How did Hoag’s Object form?
We normally think of galaxies as falling into two main morphological types, spiral and elliptical. Spiral galaxies have spiral arms, which wind about a central nucleus, all embedded in a halo containing stars, globular clusters, and dark matter. Elliptical galaxies are ellipsoidal in shape, appearing oval from all angles; stellar orbits in ellipticals are less ordered and more random. Not all galaxies fit into these categories, of course, and are sometimes classified as lenticular (an intermediate type between spiral and elliptical), peculiar (a type denoting some unusual property) or simply irregular.
Peculiar galaxies are often the most interesting, and certainly the most unique. They usually result from interactions between two galaxies, such as a galactic merger. The result of such an interaction depends on the structure and properties of each component involved, and therefore each interaction results in something new and unexpected.
Hoag’s Object is one of these peculiar galaxies. It is a ring galaxy, consisting of a luminous central core surrounded by a ring of gas and dust where new, young blue stars are forming. There are other ring galaxies; the most famous might be the Cartwheel Galaxy, which evolved to its current state when another, smaller galaxy collided with it. This is expected to be how most ring galaxies form. However, observations over several decades have, it seems, ruled out this possibility in the case of Hoag’s Object.
The galaxy was discovered in 1950, by Art Hoag (Hoag (1950)). He described its appearance as that of a “perfectly spherical” planetary nebula; the near-perfect symmetry was quite surprising. However, Hoag felt that the object wasn’t a nebula, based on an analysis of its size and location. He put forth a few hypotheses:
1. That this was an example of gravitational lensing, which would require a fairly massive object.
2. That this was an effect of the instrument’s optics.
3. That this was a new type of “pathological” galaxies.

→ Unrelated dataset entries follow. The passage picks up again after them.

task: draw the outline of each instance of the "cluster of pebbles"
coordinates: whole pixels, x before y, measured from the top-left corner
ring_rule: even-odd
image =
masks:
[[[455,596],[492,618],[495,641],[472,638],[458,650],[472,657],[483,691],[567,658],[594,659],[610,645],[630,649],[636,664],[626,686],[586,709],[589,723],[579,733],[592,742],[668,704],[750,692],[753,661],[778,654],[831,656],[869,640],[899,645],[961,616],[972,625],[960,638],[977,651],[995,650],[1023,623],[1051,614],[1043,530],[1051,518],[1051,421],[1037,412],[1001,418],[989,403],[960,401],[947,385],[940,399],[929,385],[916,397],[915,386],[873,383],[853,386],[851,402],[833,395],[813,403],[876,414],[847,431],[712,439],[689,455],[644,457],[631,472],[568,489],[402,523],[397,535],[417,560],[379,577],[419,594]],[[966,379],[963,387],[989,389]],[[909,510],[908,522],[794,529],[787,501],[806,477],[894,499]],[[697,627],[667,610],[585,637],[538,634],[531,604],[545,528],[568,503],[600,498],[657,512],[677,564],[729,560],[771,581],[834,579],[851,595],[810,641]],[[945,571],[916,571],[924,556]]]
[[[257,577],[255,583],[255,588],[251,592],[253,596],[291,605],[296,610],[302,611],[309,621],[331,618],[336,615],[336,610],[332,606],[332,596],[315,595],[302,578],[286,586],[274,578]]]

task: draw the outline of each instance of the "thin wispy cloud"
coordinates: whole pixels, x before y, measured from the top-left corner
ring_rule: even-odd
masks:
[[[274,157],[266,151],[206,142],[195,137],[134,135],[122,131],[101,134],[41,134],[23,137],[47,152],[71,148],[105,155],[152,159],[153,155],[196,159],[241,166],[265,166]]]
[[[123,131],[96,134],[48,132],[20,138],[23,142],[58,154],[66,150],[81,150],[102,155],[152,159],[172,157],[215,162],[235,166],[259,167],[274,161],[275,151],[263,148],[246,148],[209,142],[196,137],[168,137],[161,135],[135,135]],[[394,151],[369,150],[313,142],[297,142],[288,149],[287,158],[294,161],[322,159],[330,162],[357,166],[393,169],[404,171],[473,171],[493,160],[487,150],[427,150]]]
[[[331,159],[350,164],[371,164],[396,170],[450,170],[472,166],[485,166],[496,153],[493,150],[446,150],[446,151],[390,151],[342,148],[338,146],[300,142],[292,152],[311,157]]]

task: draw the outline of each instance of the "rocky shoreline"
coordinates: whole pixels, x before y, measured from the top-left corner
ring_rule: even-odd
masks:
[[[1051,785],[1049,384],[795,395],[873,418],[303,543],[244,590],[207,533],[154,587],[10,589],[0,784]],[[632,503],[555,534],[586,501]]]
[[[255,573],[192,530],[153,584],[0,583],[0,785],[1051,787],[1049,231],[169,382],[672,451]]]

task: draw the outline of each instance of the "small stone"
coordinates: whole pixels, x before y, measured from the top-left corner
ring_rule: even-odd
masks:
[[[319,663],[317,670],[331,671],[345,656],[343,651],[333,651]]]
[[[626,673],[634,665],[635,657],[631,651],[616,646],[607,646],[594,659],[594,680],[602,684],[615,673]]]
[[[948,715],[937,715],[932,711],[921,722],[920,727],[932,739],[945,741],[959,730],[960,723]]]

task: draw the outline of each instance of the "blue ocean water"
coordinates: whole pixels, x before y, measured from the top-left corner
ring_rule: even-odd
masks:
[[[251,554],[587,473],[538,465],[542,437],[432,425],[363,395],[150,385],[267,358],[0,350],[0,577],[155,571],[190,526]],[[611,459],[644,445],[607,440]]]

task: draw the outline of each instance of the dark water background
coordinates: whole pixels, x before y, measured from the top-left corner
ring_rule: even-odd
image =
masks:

Hoag felt that of these, the galaxy solution was the most likely. and further observations by other groups supported this theory. However, an important question remained: How did Hoag’s Object form?
The accretion hypothesis
In 1987, Schweizer et al. attempted to address the problem. They used two telescopes: A 5-meter telescope at the Palomar Observatory for optical photometry and optical spectroscopy, and the 305 radio telescope at Arecibo Observatory, to search for the 21-cm H I line. Their observations established that the ring and core have the same radial velocity and distance, meaning that they are associated with one another. Additionally, they found that both structures rotate in the same direction, another key connection.
This data seems to rule out the collisional hypothesis. Repeated observation showed that there is no other galaxy nearby that could have caused the formation of such a ring. The authors pointed out that the only possible candidate is the core itself — in other words, that the core and ring are the remnants of two separate galaxies — but the nearly identical radial velocities make this impossible.
A different hypothesis (Brosch (1985)) was that the galaxy was originally a barred spiral galaxy, and that an instability in the bar a few billion years ago destroyed the inner structure. However, Schweizer et al. determined that the core was spheroidal, not disk-like (as would be required for such an instability to take place). They also concluded that it was unlikely for the core to have evolved from a disk to a spheroid in the intervening time.
Schweizer et al. put forward a new and novel hypothesis, that Hoag’s Object evolved to its current state after what they termed a “major accretion event”. Essentially, an interaction with another galaxy — though not a merger or collision — could have transferred large amounts of mass to Hoag’s Object. The accretion would most likely result in the formation of a ring, rather than another shape. The lack of any other structural remnants, like tidal tails, puts the time of this event at least 2–3 billion years in the past.
Current open questions
While we have a large selection of ring galaxies, Hoag’s Object still stands apart. One unexplained property is its extreme roundness. The core is likely spheroidal — not even ellipsoidal — and the ring itself is quite circular. This is rather strange, and not what we see in most other ring galaxies. It’s possible that the shape is tied to the formation of Hoag’s Object.
Another open question is the age of the galaxy. Most of the current hypotheses put the disruptive event at 2–3 billion years in the past. Can an analysis of star clusters and gas in the ring give us a better idea of the age? Will they confirm the accretion hypothesis? It’s possible, although it’s also possible that more observations will beget more hypotheses.